The relationship between a formal state and pirate fleets, willing to sell their services to a parent state, was then common. The Chinese emperor engaged pirate admirals as mercenary officers to defeat the Dutch in Formosa (today’s Taiwan), and probably to keep the kingdom of Okinawa a Chinese as opposed to Japanese vassal. Andrew Jackson himself employed the military help of pirate captain Jean Lafitte in the defence of New Orleans in the renewed hostilities with the British in 1812.

For the remainder of the 1700s, however, the US – while slowly receiving diplomatic recognitions – was paying ransoms or negotiating ransoms with North African states to restrain their pirate fleets. Finally, by 1800, it all became too much when the Tripolitan government (in what is now Libya) raised its asking price. Very much as a precaution against what were called the ‘Barbary pirates’ of Algiers, Morocco, Tripoli and Tunis, the US had begun building six frigates in 1794. It was the birth of the US navy. In 1800 it blockaded Tripoli. By this time Tripoli had declared war against the US and, in 1802, Morocco followed suit.
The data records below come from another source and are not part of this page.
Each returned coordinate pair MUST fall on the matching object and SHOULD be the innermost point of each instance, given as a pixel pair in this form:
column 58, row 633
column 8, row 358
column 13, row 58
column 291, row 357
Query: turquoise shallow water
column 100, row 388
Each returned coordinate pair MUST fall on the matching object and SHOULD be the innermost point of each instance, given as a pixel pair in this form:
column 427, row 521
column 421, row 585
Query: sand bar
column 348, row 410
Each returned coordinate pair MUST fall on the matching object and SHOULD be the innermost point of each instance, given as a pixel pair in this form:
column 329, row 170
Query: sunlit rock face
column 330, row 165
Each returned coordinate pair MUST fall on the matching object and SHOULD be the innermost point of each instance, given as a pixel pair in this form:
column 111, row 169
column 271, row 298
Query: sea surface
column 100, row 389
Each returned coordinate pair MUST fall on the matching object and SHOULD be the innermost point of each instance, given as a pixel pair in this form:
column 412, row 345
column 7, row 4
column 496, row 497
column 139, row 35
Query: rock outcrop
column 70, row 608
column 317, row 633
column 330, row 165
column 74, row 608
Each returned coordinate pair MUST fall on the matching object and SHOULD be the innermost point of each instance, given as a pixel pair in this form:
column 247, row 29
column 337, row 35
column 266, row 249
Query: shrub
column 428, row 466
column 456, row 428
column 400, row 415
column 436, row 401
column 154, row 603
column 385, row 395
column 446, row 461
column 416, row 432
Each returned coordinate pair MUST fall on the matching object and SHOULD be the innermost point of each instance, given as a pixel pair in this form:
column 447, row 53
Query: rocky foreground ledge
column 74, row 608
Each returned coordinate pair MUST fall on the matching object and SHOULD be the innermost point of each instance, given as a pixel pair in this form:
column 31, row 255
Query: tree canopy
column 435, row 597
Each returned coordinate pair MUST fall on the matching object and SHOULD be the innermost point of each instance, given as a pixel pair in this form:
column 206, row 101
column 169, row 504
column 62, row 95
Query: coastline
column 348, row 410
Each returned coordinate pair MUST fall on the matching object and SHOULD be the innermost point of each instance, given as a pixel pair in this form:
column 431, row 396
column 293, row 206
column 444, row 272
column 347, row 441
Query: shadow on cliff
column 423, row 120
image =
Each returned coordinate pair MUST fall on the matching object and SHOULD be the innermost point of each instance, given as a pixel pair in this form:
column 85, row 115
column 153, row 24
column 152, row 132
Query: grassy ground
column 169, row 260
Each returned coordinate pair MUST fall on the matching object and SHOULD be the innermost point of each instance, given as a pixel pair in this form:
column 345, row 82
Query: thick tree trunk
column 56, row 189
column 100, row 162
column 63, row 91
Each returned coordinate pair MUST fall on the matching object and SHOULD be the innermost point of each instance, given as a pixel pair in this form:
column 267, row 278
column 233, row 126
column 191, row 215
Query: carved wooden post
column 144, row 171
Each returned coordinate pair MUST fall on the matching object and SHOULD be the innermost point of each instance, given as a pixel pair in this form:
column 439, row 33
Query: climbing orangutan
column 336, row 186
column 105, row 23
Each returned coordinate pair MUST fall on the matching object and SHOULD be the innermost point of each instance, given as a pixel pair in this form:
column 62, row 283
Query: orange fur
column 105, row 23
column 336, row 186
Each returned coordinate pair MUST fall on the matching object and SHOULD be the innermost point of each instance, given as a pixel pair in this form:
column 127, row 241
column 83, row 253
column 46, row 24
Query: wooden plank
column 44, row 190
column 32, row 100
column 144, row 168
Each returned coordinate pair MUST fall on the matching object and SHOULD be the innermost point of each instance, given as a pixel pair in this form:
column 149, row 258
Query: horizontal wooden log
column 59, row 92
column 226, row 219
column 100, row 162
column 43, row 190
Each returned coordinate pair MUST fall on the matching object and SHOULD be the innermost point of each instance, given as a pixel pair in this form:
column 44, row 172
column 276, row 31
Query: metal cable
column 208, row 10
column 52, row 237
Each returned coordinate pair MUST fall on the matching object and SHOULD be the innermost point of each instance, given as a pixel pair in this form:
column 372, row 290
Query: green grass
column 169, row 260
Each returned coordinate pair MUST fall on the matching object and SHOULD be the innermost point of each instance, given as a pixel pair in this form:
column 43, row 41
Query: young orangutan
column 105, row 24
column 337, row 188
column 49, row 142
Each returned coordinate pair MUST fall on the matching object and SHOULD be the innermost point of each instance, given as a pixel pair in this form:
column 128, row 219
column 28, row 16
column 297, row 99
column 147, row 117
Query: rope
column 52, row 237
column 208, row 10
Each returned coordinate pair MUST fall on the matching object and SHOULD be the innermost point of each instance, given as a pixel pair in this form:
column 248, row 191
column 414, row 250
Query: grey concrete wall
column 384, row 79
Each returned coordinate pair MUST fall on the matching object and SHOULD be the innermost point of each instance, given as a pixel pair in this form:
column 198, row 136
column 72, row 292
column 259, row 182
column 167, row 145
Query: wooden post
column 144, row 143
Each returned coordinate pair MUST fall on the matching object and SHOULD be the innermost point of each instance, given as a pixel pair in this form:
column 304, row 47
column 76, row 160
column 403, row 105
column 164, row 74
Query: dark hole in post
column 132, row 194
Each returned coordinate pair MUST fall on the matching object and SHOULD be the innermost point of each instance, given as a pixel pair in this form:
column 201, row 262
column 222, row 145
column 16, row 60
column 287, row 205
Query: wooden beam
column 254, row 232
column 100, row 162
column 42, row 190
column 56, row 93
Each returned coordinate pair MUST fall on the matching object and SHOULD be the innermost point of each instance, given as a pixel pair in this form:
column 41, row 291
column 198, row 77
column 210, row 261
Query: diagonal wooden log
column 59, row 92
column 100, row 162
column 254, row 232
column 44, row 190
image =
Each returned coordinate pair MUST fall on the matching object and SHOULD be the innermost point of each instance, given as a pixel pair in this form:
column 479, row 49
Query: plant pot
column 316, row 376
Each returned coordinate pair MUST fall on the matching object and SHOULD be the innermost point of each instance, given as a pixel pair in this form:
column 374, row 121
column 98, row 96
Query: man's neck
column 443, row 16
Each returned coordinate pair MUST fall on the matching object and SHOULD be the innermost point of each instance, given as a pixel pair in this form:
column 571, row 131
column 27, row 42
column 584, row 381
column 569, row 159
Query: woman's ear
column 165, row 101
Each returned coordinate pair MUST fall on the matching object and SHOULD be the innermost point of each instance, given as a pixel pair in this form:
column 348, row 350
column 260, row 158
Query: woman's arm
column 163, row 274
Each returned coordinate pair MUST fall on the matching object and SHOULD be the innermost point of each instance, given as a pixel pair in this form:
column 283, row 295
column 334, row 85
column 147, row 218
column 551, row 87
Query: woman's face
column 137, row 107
In 1803, the US sent forces that landed in Tripoli, the first such military incursion by the US on the other side of the Atlantic and, in 1805, the US finalised plans for regime change in Tripoli and an army of US marines and mercenaries landed near the city. Last minute diplomacy averted regime change – but a new stage had been set, in which US forces and military technology entered the wider world.

But that wider world for the most part was the American land mass in the 1800s, as the US increased its geographical size by either war or economic agreements with other states. A lot of this concerned Latin America – and the international image of the ‘brash yankee’ was born. In fact the Monroe Doctrine of 1823 deliberately warned off European powers from interventionist foreign policies in Latin America. The region was now a US zone of security, and effectively a sphere of influence. The first century of US diplomacy was to do with expansion and consolidation in terms of land. The 1803 Louisiana Purchase (from France) doubled the size of the US (Louisiana having different borders then); Spain ceded Florida in 1819; Texas was annexed in 1845, and the role of US militias – of the sort involving Davy Crocket at the Alamo – was a feature of an occupation and seizure; the end of the war with Mexico in 1848 brought California, Arizona and New Mexico into the US; Alaska was purchased from Russia in 1867; it annexed Hawaii in 1898; and victory in the war with Spain in 1898 brought vast influence over the Philippines, Puerto Rico, and Cuba. Guantanamo Bay came under US jurisdiction in 1903.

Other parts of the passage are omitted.